CRISPR: Watch How a Groundbreaking Gene-Editing Technique Cuts DNA

Jennifer Doudna, Professor of Chemistry and of Molecular and Cell Biology, University of California, Berkeley; Investigator, Howard Hughes Medical Institute, addresses the audience during the lunch program 'The Future of Humankind' at the 2016 Milken Institute Global Conference in Beverly Hills, California on May 2, 2016. FREDERIC J. BROWN/AFP/Getty Images

A gene editing technique called zinc finger nucleases has been used for the first time in a human to treat a genetic disease, the AP reported Wednesday. A 44-year-old man named Brian Madeux was treated at UCSF Benioff Children's Hospital Oakland for Hunter syndrome, a rare genetic disorder. The announcement comes days after a video showed exactly how another promising and landmark gene editing technique, CRISPR, works.

Gene editing is different than gene therapy; certainly, at least, the treatment Madeux had is working on a different level than anything seen before. Most gene therapies created for human use so far have stuck with using the body's natural mechanisms to transcribe a gene artificially added to cells using viruses. This time, though, doctors are trying to change Madeux's own DNA sequence.

Hunter syndrome, according to the National Institutes of Health, is caused because of a mutation in one particular gene called IDS. This gene codes for an enzyme that's necessary to break down a specific type of sugar molecules. Because of the mutation in the enzyme's gene, the sugar can't be broken down, it will build up in cells and cause problems. The condition can be treated with infusions of the enzyme that people with Hunter syndrome are missing; it's also possible to manage some of the other symptoms of the disease. However, it can't be cured.

Zinc finger nucleases (ZFNs) are different than CRISPR, the gene editing technique that has dominated conversations in science and the media. Like CRISPR, ZFNs work by making a cut in DNA. However, the actual thing making the cut is different. (CRISPR is more accurately called CRISPR-Cas9, since Cas9 is the enzyme responsible for the cutting.)

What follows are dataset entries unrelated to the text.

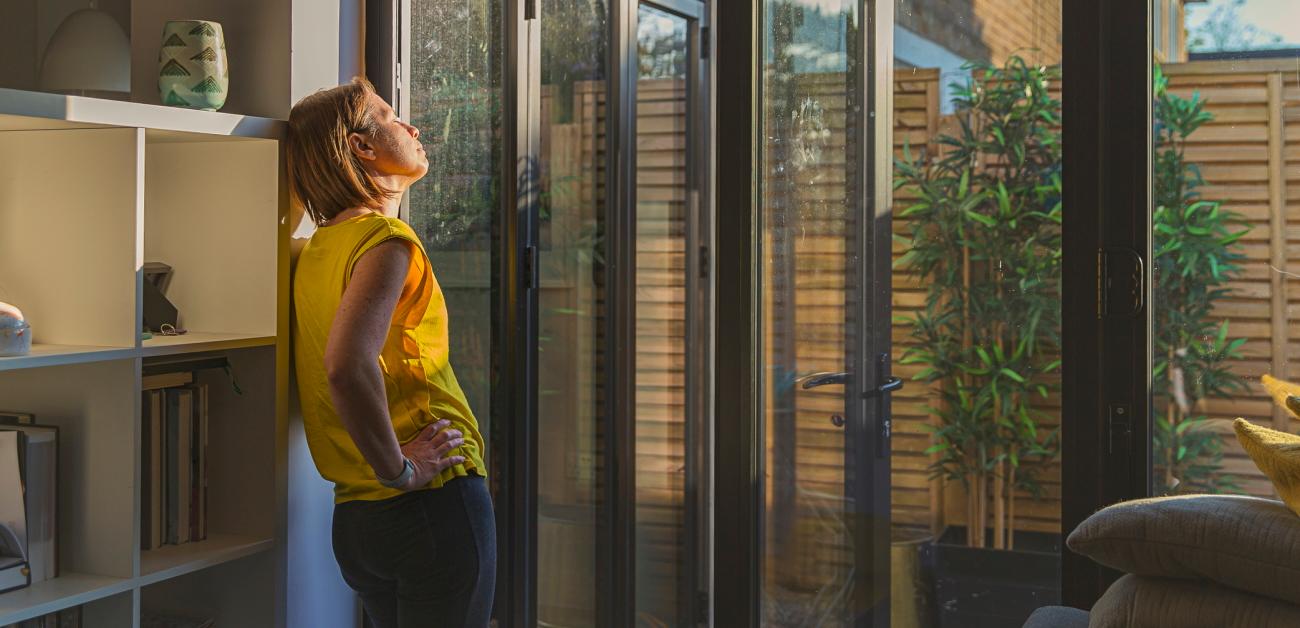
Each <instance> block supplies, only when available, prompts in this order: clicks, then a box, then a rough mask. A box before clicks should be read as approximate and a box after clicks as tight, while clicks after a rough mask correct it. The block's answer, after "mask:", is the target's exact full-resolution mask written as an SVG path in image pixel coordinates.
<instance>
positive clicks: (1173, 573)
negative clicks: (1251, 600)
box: [1066, 495, 1300, 625]
mask: <svg viewBox="0 0 1300 628" xmlns="http://www.w3.org/2000/svg"><path fill="white" fill-rule="evenodd" d="M1066 542H1067V543H1069V546H1070V549H1071V550H1074V551H1076V553H1079V554H1083V555H1086V556H1088V558H1091V559H1093V560H1096V562H1099V563H1101V564H1105V566H1108V567H1112V568H1115V569H1119V571H1123V572H1127V573H1136V575H1139V576H1156V577H1177V579H1192V580H1210V581H1214V582H1219V584H1222V585H1225V586H1231V588H1235V589H1240V590H1243V592H1249V593H1256V594H1260V595H1266V597H1271V598H1275V599H1281V601H1286V602H1292V603H1297V605H1300V517H1297V516H1296V515H1295V512H1291V511H1290V510H1288V508H1287V507H1286V506H1284V504H1283V503H1282V502H1275V501H1273V499H1260V498H1253V497H1239V495H1180V497H1162V498H1153V499H1138V501H1134V502H1125V503H1119V504H1115V506H1110V507H1108V508H1105V510H1101V511H1099V512H1097V514H1095V515H1092V516H1091V517H1088V519H1087V520H1086V521H1083V523H1082V524H1079V527H1078V528H1075V530H1074V532H1073V533H1071V534H1070V538H1069V540H1067V541H1066ZM1296 625H1300V623H1297V624H1296Z"/></svg>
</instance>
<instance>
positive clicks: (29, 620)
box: [5, 606, 81, 628]
mask: <svg viewBox="0 0 1300 628" xmlns="http://www.w3.org/2000/svg"><path fill="white" fill-rule="evenodd" d="M5 628H81V606H74V607H72V608H64V610H61V611H59V612H51V614H48V615H42V616H39V618H34V619H29V620H26V621H18V623H17V624H9V625H6V627H5Z"/></svg>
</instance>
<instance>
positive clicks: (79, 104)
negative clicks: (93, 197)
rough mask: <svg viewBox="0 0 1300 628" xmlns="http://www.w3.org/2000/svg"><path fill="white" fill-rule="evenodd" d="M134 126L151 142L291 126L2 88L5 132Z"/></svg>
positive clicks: (128, 126)
mask: <svg viewBox="0 0 1300 628" xmlns="http://www.w3.org/2000/svg"><path fill="white" fill-rule="evenodd" d="M100 127H130V129H147V130H148V133H149V135H151V138H152V137H156V138H159V139H164V140H165V139H172V140H177V139H187V140H209V142H211V140H238V139H279V138H282V137H283V134H285V122H283V121H281V120H274V118H263V117H256V116H239V114H234V113H221V112H201V111H194V109H182V108H175V107H162V105H153V104H142V103H129V101H120V100H107V99H98V98H86V96H64V95H59V94H44V92H34V91H25V90H12V88H3V87H0V131H14V130H56V129H100Z"/></svg>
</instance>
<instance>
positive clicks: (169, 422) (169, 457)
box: [164, 390, 181, 545]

You can actually see the enzymes making the cut in a new video. That video, the centerpiece of a new paper published in Nature Communications on Friday, was also shared on Twitter.

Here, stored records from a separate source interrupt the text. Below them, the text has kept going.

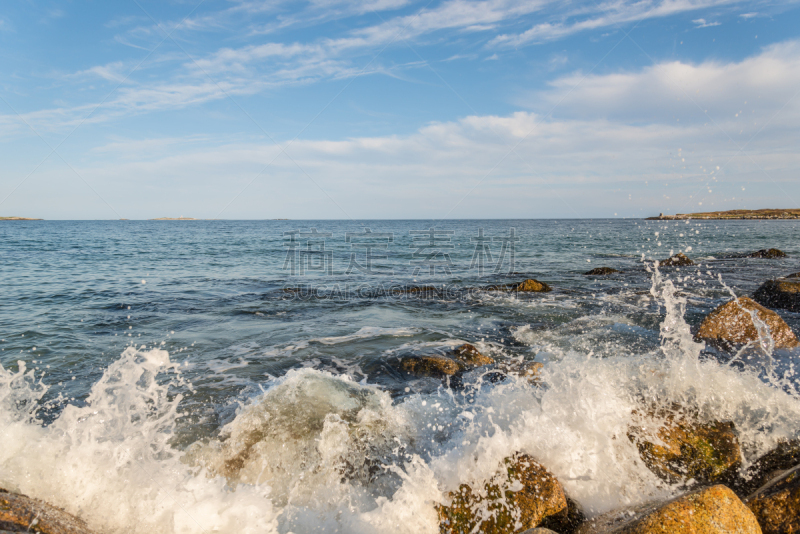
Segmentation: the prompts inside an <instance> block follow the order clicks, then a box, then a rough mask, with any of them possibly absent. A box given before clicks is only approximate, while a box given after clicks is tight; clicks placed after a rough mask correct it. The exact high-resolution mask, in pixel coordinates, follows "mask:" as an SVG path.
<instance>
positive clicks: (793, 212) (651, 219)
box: [645, 209, 800, 221]
mask: <svg viewBox="0 0 800 534" xmlns="http://www.w3.org/2000/svg"><path fill="white" fill-rule="evenodd" d="M684 219H800V209H797V210H791V209H790V210H780V209H766V210H728V211H706V212H700V213H678V214H675V215H664V214H663V213H661V214H659V215H658V216H657V217H647V218H646V219H645V220H646V221H675V220H684Z"/></svg>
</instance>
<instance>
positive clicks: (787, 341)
mask: <svg viewBox="0 0 800 534" xmlns="http://www.w3.org/2000/svg"><path fill="white" fill-rule="evenodd" d="M751 311H752V312H755V313H756V315H757V316H758V318H759V320H761V321H763V322H764V323H766V325H767V326H768V327H769V332H770V335H771V336H772V340H773V341H774V342H775V347H776V348H791V347H796V346H798V344H800V343H798V341H797V338H796V337H795V335H794V333H793V332H792V329H791V328H789V325H787V324H786V322H784V320H783V319H781V317H780V315H778V314H777V313H775V312H774V311H772V310H768V309H767V308H765V307H763V306H761V305H760V304H758V303H756V302H754V301H753V300H752V299H749V298H747V297H741V298H739V299H738V300H732V301H730V302H727V303H725V304H723V305H721V306H718V307H717V308H716V309H715V310H714V311H712V312H711V313H710V314H708V316H707V317H706V318H705V319H704V320H703V322H702V323H701V324H700V328H699V329H698V330H697V333H696V334H695V338H696V339H698V340H702V341H706V342H707V343H709V344H711V345H714V346H716V347H719V348H722V349H724V350H730V349H732V348H734V347H735V346H737V345H744V344H745V343H749V342H758V339H759V337H758V330H757V329H756V325H755V324H754V322H753V316H752V315H750V312H751Z"/></svg>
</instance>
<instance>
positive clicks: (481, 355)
mask: <svg viewBox="0 0 800 534" xmlns="http://www.w3.org/2000/svg"><path fill="white" fill-rule="evenodd" d="M452 355H453V358H455V359H456V360H457V361H458V362H460V363H461V364H462V365H464V366H465V367H468V368H472V367H480V366H481V365H489V364H491V363H494V358H491V357H489V356H485V355H483V354H481V353H480V351H479V350H478V349H476V348H475V346H474V345H470V344H469V343H464V344H463V345H461V346H459V347H456V348H455V349H453V352H452Z"/></svg>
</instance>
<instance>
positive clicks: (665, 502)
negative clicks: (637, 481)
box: [577, 485, 761, 534]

Single-molecule movie of DNA search and cleavage by CRISPR-Cas9.

— hnisimasu (@hnisimasu) November 10, 2017

"I think the audible gasp at CRISPR 2017 meeting when [the researcher] played this video was one of largest reactions I've heard to new data being presented," Sam Sternberg wrote on Twitter. (Sternberg also spoke about the reaction to the data to The Atlantic's Sarah Zhang, who reported on the video.)

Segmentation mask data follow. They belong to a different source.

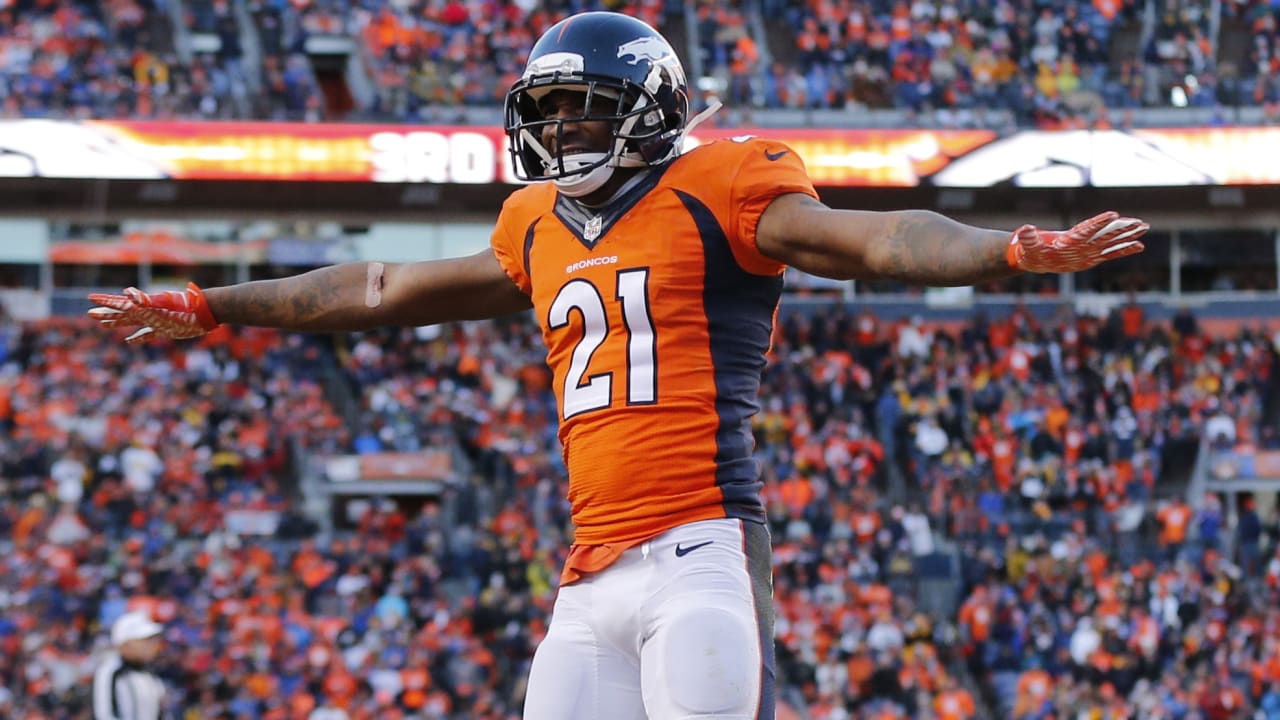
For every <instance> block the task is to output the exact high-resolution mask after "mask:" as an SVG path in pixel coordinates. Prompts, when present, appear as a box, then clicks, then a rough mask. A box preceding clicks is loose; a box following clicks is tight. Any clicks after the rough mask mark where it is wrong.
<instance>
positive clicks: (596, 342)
mask: <svg viewBox="0 0 1280 720" xmlns="http://www.w3.org/2000/svg"><path fill="white" fill-rule="evenodd" d="M791 192H803V193H805V195H810V196H814V197H817V192H814V188H813V183H812V182H810V179H809V177H808V173H806V172H805V169H804V164H803V163H801V160H800V159H799V158H797V156H796V154H795V152H794V151H791V150H790V149H788V147H786V146H785V145H781V143H777V142H771V141H764V140H754V138H744V140H741V141H719V142H713V143H710V145H704V146H701V147H698V149H695V150H692V151H690V152H687V154H685V155H682V156H680V158H677V159H676V160H673V161H671V163H668V164H666V165H663V167H659V168H654V169H652V170H649V172H645V173H641V174H639V176H637V177H636V178H634V179H632V181H631V182H628V184H627V186H625V187H623V188H622V191H621V192H620V195H618V196H617V197H616V199H614V200H613V201H612V202H611V204H609V205H607V206H604V208H598V209H590V208H586V206H584V205H581V204H579V202H576V201H573V200H571V199H568V197H564V196H561V195H559V193H558V192H557V191H556V187H554V186H553V184H552V183H540V184H535V186H529V187H525V188H521V190H520V191H517V192H515V193H512V196H511V197H509V199H508V200H507V202H506V204H504V205H503V209H502V213H500V215H499V217H498V224H497V228H495V229H494V234H493V249H494V252H495V255H497V258H498V260H499V261H500V263H502V265H503V269H504V270H506V272H507V274H508V275H509V277H511V279H512V281H513V282H515V283H516V284H517V286H518V287H520V288H521V290H522V291H524V292H525V293H527V295H529V296H530V297H531V299H532V304H534V313H535V314H536V316H538V320H539V324H540V325H541V331H543V340H544V342H545V345H547V361H548V365H549V366H550V368H552V372H553V374H554V388H556V393H557V400H558V405H559V410H561V424H559V438H561V443H562V445H563V452H564V462H566V465H567V468H568V478H570V491H568V500H570V503H571V506H572V518H573V523H575V527H576V532H575V538H573V542H575V544H573V548H572V550H571V552H570V559H568V562H567V564H566V568H564V577H563V579H564V582H572V580H575V579H577V578H579V577H581V574H582V573H589V571H595V570H600V569H603V568H605V566H608V565H609V564H611V562H612V561H613V560H614V559H616V557H617V556H618V555H621V552H622V551H623V550H626V548H628V547H632V546H635V544H637V543H640V542H644V541H645V539H649V538H652V537H654V536H657V534H659V533H662V532H664V530H667V529H671V528H673V527H676V525H681V524H685V523H691V521H698V520H707V519H712V518H741V519H748V520H754V521H763V520H764V509H763V505H762V502H760V498H759V489H760V480H759V470H758V468H756V462H755V460H754V457H753V456H751V455H753V451H754V441H753V437H751V427H750V418H751V415H754V414H755V413H756V411H758V410H759V404H758V400H756V395H758V391H759V384H760V372H762V370H763V368H764V361H765V352H767V351H768V346H769V336H771V332H772V325H773V315H774V311H776V310H777V304H778V299H780V296H781V292H782V270H783V266H782V264H780V263H777V261H774V260H772V259H769V258H765V256H764V255H762V254H760V251H759V250H758V249H756V243H755V227H756V224H758V223H759V219H760V215H762V214H763V213H764V210H765V209H767V208H768V206H769V202H771V201H772V200H773V199H774V197H777V196H780V195H783V193H791Z"/></svg>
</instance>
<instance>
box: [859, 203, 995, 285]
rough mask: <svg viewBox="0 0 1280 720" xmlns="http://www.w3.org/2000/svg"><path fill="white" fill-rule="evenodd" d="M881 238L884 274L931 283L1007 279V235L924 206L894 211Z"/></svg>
mask: <svg viewBox="0 0 1280 720" xmlns="http://www.w3.org/2000/svg"><path fill="white" fill-rule="evenodd" d="M887 229H888V232H887V233H884V236H883V237H882V238H878V242H879V243H882V251H883V260H884V263H883V266H881V268H874V269H876V270H877V272H878V274H881V275H883V277H888V278H895V279H901V281H908V282H913V283H922V284H932V286H957V284H973V283H978V282H986V281H993V279H1001V278H1007V277H1011V275H1014V274H1016V270H1014V269H1012V268H1010V266H1009V263H1006V261H1005V246H1006V245H1007V243H1009V234H1007V233H1004V232H1001V231H988V229H982V228H975V227H972V225H966V224H963V223H959V222H956V220H952V219H950V218H946V217H943V215H940V214H937V213H932V211H925V210H910V211H904V213H895V214H893V217H892V218H891V219H890V220H888V228H887Z"/></svg>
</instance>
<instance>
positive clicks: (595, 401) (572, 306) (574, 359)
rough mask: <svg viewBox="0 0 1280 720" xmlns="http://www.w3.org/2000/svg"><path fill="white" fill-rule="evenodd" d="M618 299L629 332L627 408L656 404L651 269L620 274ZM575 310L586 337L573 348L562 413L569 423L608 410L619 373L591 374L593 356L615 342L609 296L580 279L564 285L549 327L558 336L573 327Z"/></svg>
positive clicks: (624, 321)
mask: <svg viewBox="0 0 1280 720" xmlns="http://www.w3.org/2000/svg"><path fill="white" fill-rule="evenodd" d="M613 300H614V301H616V302H620V304H621V305H622V324H623V329H625V331H626V342H627V368H626V374H627V377H626V383H627V405H652V404H654V402H657V401H658V374H657V365H658V340H657V338H655V337H654V332H653V315H652V314H650V313H649V269H648V268H634V269H627V270H618V275H617V288H616V290H614V293H613ZM575 310H576V311H577V314H579V315H581V318H582V320H581V322H582V337H581V340H579V341H577V345H576V346H575V347H573V352H572V355H571V357H570V365H568V373H566V374H564V392H563V395H562V396H561V397H562V398H563V409H562V410H561V411H562V413H563V415H564V419H566V420H567V419H570V418H572V416H573V415H577V414H580V413H589V411H591V410H600V409H603V407H608V406H609V405H611V402H612V397H613V373H596V374H594V375H588V372H589V369H590V365H591V356H594V355H595V351H596V350H598V348H599V347H600V346H602V345H604V343H605V342H607V341H609V336H611V333H612V331H613V329H614V328H611V327H609V315H608V313H607V310H605V306H604V295H603V293H602V292H600V288H599V287H596V286H595V283H593V282H591V281H588V279H584V278H575V279H571V281H568V282H567V283H564V287H562V288H561V290H559V292H558V293H556V300H554V301H552V309H550V313H549V314H548V327H550V329H553V331H557V329H561V328H566V327H568V324H570V318H571V316H572V315H573V311H575ZM612 334H614V336H616V334H617V333H612ZM584 377H585V379H584Z"/></svg>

While it's good to know that CRISPR works exactly as scientists thought it does, gene editing in humans is still extraordinarily new and Madeux took very real risks. Based on tests done in animals, the treatment appears safe, the AP report noted, but inserting a mistake into the genome—a new mutation—is a possibility, as is editing the genes of cells that aren't meant to be edited. It's also not yet clear if the treatment worked at all; test results about the treatment are expected in early 2018.